しかしね、同時に思い出したくない過去も思い出させる」


「でも……、捨てて良いのでしょうか?」


「そうだね。必要なものか、必要でないものか、判断する必要があるだろうね」


「私にそれができますか?」


「まぁできるだろう。できなかったら、お前の次の代が捨てる事になる」


「そうか……、私もその手記などを引き継いだわけですものね」


「そうだろ。前任者のつけをお前が支払っているようなものさ」


「ソレアは、そんなに悪い人じゃありません」


「もちろんだ。捨てられないのは、悪い事じゃない。ある意味、色々考えられるから、利口とも言える」


「そうですよね」


「でもね。思考が停止しているとも言えるのだよ」


「たしかにそうかもしれませんね。ではどうしたら良いのですか?」


「帳簿の類や国関係の書類は簡単だ。

国が置いておくように指定する期間だけ保管しておけば良い。

それ以外は、絶対に必要なもの以外、捨てれば良い」


「絶対に必要なもの?」


「それがなくなれば、娼館がやっていけない。そんなようなものだ」


「そんなものが、屋根裏部屋にあるでしょうか?」


「まぁ普通に考えればないわね」


「という事は……、全部捨てても良いのでは?」


「もちろんさ。屋根裏部屋に置かれるくらいのものだ。その時点で用なしだと決まったようなものだ」


「でも、なくては困るかもしれない」


「そう思うから、屋根裏部屋が膨れ上がるのさ」


「もしかして、鬱屈した空気というのは、判断できなかった物が発しているのですか?」


「それがわかったら上等だ。さぁさぁ帰んな」


「あの……、お代は?」


「お代?何の事だ。

あんたは占い師の婆さんに会いに来たんだろ。

ここにいるのは、占い師の婆さんじゃない。

占い師の姉さんだ。

ほら帰った帰った」


「ありがとうございます」


「あぁ頑張ってな。

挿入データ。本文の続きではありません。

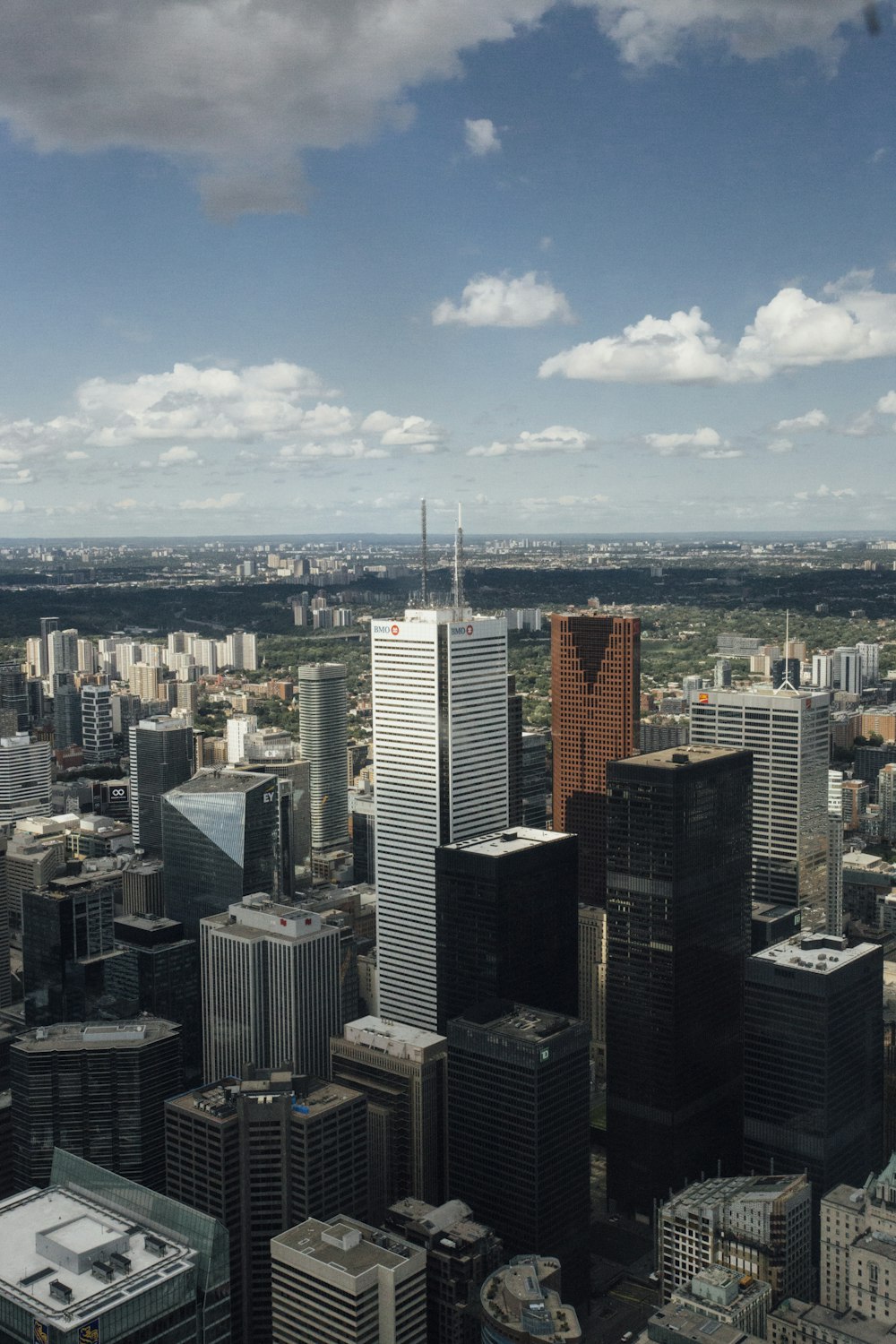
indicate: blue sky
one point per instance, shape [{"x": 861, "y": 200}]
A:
[{"x": 602, "y": 266}]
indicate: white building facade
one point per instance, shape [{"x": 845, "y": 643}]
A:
[{"x": 441, "y": 760}]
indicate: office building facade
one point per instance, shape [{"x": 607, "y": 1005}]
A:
[
  {"x": 96, "y": 1090},
  {"x": 506, "y": 921},
  {"x": 595, "y": 695},
  {"x": 813, "y": 1061},
  {"x": 519, "y": 1140},
  {"x": 788, "y": 733},
  {"x": 441, "y": 733},
  {"x": 271, "y": 986},
  {"x": 222, "y": 840},
  {"x": 161, "y": 758},
  {"x": 677, "y": 935}
]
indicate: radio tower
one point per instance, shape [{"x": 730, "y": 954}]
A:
[
  {"x": 458, "y": 562},
  {"x": 424, "y": 556}
]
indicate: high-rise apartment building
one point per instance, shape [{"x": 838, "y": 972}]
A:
[
  {"x": 323, "y": 728},
  {"x": 758, "y": 1225},
  {"x": 441, "y": 745},
  {"x": 813, "y": 1061},
  {"x": 677, "y": 935},
  {"x": 96, "y": 725},
  {"x": 96, "y": 1090},
  {"x": 788, "y": 733},
  {"x": 161, "y": 758},
  {"x": 261, "y": 1155},
  {"x": 402, "y": 1072},
  {"x": 344, "y": 1282},
  {"x": 519, "y": 1139},
  {"x": 595, "y": 696},
  {"x": 506, "y": 921},
  {"x": 222, "y": 840},
  {"x": 99, "y": 1258},
  {"x": 24, "y": 779},
  {"x": 271, "y": 983}
]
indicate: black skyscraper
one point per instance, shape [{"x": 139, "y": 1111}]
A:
[
  {"x": 678, "y": 827},
  {"x": 506, "y": 921},
  {"x": 519, "y": 1131},
  {"x": 813, "y": 1061}
]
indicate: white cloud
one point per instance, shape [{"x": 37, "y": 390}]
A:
[
  {"x": 555, "y": 438},
  {"x": 793, "y": 331},
  {"x": 481, "y": 137},
  {"x": 812, "y": 419},
  {"x": 504, "y": 301},
  {"x": 211, "y": 503},
  {"x": 177, "y": 456},
  {"x": 651, "y": 31},
  {"x": 411, "y": 432}
]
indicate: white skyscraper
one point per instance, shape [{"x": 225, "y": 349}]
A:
[
  {"x": 271, "y": 978},
  {"x": 788, "y": 733},
  {"x": 323, "y": 731},
  {"x": 441, "y": 758}
]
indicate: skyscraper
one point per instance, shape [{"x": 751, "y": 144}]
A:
[
  {"x": 220, "y": 841},
  {"x": 97, "y": 1091},
  {"x": 96, "y": 725},
  {"x": 506, "y": 921},
  {"x": 519, "y": 1142},
  {"x": 788, "y": 733},
  {"x": 595, "y": 695},
  {"x": 161, "y": 757},
  {"x": 323, "y": 728},
  {"x": 441, "y": 753},
  {"x": 677, "y": 935},
  {"x": 813, "y": 1061},
  {"x": 271, "y": 988}
]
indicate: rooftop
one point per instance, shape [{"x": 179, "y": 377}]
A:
[
  {"x": 820, "y": 953},
  {"x": 51, "y": 1241},
  {"x": 349, "y": 1245},
  {"x": 511, "y": 840}
]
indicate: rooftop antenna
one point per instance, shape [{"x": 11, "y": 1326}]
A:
[
  {"x": 788, "y": 685},
  {"x": 425, "y": 566},
  {"x": 458, "y": 561}
]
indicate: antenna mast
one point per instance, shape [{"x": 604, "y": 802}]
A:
[
  {"x": 458, "y": 561},
  {"x": 425, "y": 566}
]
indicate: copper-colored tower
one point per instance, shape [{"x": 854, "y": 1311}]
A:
[{"x": 595, "y": 691}]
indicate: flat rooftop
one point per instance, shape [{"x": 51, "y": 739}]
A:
[
  {"x": 509, "y": 840},
  {"x": 820, "y": 953},
  {"x": 53, "y": 1236},
  {"x": 678, "y": 758},
  {"x": 349, "y": 1245}
]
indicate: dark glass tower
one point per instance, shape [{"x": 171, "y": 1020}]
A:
[
  {"x": 161, "y": 757},
  {"x": 678, "y": 844},
  {"x": 595, "y": 688},
  {"x": 813, "y": 1061},
  {"x": 519, "y": 1131},
  {"x": 220, "y": 841},
  {"x": 506, "y": 921}
]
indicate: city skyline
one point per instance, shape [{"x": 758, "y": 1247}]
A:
[{"x": 640, "y": 253}]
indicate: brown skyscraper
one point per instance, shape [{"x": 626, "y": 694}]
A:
[{"x": 595, "y": 687}]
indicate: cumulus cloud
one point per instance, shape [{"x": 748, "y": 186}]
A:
[
  {"x": 411, "y": 432},
  {"x": 177, "y": 456},
  {"x": 793, "y": 331},
  {"x": 505, "y": 301},
  {"x": 481, "y": 137},
  {"x": 555, "y": 438},
  {"x": 230, "y": 500},
  {"x": 812, "y": 419}
]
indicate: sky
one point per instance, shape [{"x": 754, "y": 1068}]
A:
[{"x": 594, "y": 266}]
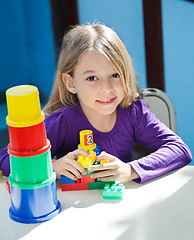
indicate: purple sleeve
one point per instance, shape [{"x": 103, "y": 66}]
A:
[
  {"x": 4, "y": 162},
  {"x": 170, "y": 152}
]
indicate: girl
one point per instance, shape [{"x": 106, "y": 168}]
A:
[{"x": 96, "y": 89}]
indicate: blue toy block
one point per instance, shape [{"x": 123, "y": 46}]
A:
[
  {"x": 66, "y": 180},
  {"x": 113, "y": 192}
]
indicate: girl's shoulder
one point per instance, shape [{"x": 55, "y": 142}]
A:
[{"x": 135, "y": 108}]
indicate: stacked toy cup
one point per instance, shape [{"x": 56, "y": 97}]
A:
[{"x": 32, "y": 179}]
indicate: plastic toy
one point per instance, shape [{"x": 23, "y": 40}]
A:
[
  {"x": 1, "y": 175},
  {"x": 32, "y": 180},
  {"x": 113, "y": 192}
]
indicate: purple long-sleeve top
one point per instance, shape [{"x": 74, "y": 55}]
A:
[{"x": 135, "y": 123}]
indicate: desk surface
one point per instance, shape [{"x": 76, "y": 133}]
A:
[{"x": 159, "y": 209}]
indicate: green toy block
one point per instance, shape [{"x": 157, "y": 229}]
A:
[
  {"x": 113, "y": 192},
  {"x": 98, "y": 184}
]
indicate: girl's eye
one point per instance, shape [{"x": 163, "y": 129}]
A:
[
  {"x": 115, "y": 75},
  {"x": 92, "y": 78}
]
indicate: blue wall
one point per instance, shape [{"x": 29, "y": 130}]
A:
[
  {"x": 178, "y": 40},
  {"x": 26, "y": 44},
  {"x": 126, "y": 18}
]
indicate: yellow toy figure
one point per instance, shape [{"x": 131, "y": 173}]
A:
[
  {"x": 87, "y": 143},
  {"x": 86, "y": 182}
]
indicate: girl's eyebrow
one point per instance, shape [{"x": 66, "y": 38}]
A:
[{"x": 88, "y": 72}]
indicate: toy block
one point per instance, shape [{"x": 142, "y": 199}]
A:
[
  {"x": 66, "y": 180},
  {"x": 74, "y": 186},
  {"x": 87, "y": 179},
  {"x": 113, "y": 192},
  {"x": 98, "y": 185},
  {"x": 1, "y": 175},
  {"x": 7, "y": 186},
  {"x": 87, "y": 161}
]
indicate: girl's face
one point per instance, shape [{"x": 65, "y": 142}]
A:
[{"x": 97, "y": 84}]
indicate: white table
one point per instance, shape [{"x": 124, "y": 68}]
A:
[{"x": 159, "y": 209}]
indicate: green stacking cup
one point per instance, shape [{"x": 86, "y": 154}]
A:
[{"x": 31, "y": 170}]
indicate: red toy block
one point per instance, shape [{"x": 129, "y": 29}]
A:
[
  {"x": 74, "y": 186},
  {"x": 86, "y": 179}
]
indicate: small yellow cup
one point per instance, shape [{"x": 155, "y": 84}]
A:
[{"x": 23, "y": 105}]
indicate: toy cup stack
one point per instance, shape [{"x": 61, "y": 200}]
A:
[{"x": 32, "y": 179}]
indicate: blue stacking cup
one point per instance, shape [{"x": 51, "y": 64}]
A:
[{"x": 34, "y": 205}]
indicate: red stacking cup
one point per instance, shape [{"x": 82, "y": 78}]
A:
[{"x": 28, "y": 139}]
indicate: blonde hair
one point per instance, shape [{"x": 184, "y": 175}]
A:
[{"x": 87, "y": 38}]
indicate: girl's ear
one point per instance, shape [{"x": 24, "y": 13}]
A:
[{"x": 68, "y": 81}]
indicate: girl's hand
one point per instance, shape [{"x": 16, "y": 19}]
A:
[
  {"x": 68, "y": 165},
  {"x": 115, "y": 170}
]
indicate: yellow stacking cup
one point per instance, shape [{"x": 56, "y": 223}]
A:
[{"x": 23, "y": 106}]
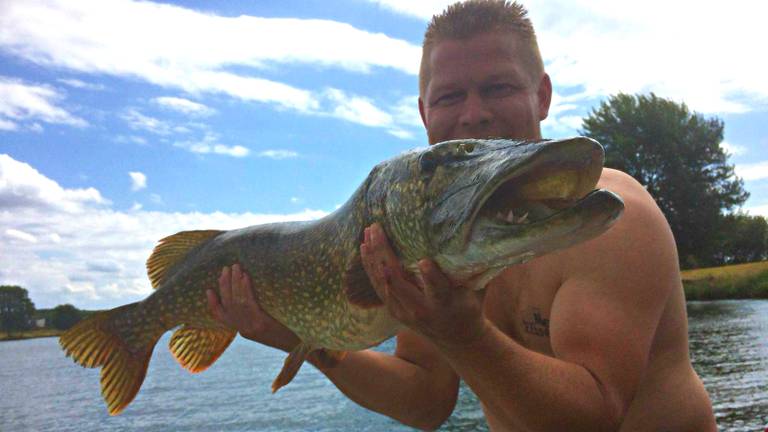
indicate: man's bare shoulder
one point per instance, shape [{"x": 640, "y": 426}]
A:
[{"x": 640, "y": 241}]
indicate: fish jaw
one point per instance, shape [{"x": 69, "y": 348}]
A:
[
  {"x": 519, "y": 200},
  {"x": 496, "y": 244}
]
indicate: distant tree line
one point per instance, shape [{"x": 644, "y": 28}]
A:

シルト」

占い師はそう言って、家に入っていった。


私は娼館に戻る。


何故、

占い師は私の名前を知っていたのだろう。

そんな事を思ったが、

もう聞けるタイミングを失った。


私は、

屋根裏部屋に向かう。

そこは埃っぽく、

空気が淀んでいた。


窓を開けると、風がスーッと入ってくる。

私は部屋の隅から確認を始める。


古ぼけたランタン。

虫食いし、

日焼けしたシーツ。

なにかの部品。


必要か、

必要でないかハッキリしないもの達が、

俺は必要だと、

そういう顔をして、

そこに居ついていた。


片隅に木箱。

そこには多量の書類があった。

私は、

それを運び出す。


別の部屋で、

私は書類を読み始める。

ソレアの代より、

前の代の書類が多量にあった。


私は書類を分類し始める。

年代ごとに固めた。


書類のほかは、

娼婦たちに男から送られた手紙の類が多かった。


そして手記。

今はいない娼婦たちの日常が書かれてあった。

私は、

一つ一つ目を通す。


彼女達の痛みが、

身体を通るのがわかった。


私は春を売ったことがない。


それでも、

彼女達の痛みだけはわかった。


私は、

男からの手紙、

娼婦達の手記を暖炉にくべた。


パチパチと音を立てながら、

思い出と、

やるせない気持ちが、

ふわっと浮き上がっては消えていく。


私は過去を、

誰かの大切な思い出を燃やしている。


そういう嫌な感覚に陥った。


(ばさ)

(ばさ)

(ばさ)

(ばさ)

(ばさ)


音がした。

ふと暖炉を見ると、火の勢いが強くなっていた。


「これ、戦争で亡くなった太客からの手紙」

ミカゲは寂しそうに笑った。


「これは新人時代に書いてた日記」

コクヨウは言った。


「奥さんにバレて来られなくなったお客さんからの手紙」

パールは炎を眺めた。


「これは亡くなった爺ちゃんからの手紙」

フォノは俯いた。


「これは返済が終わった借金の督促状」

ペグマは苦笑いをした。


「これは消したい私の過去」

シェールは恥ずかしそうに言った。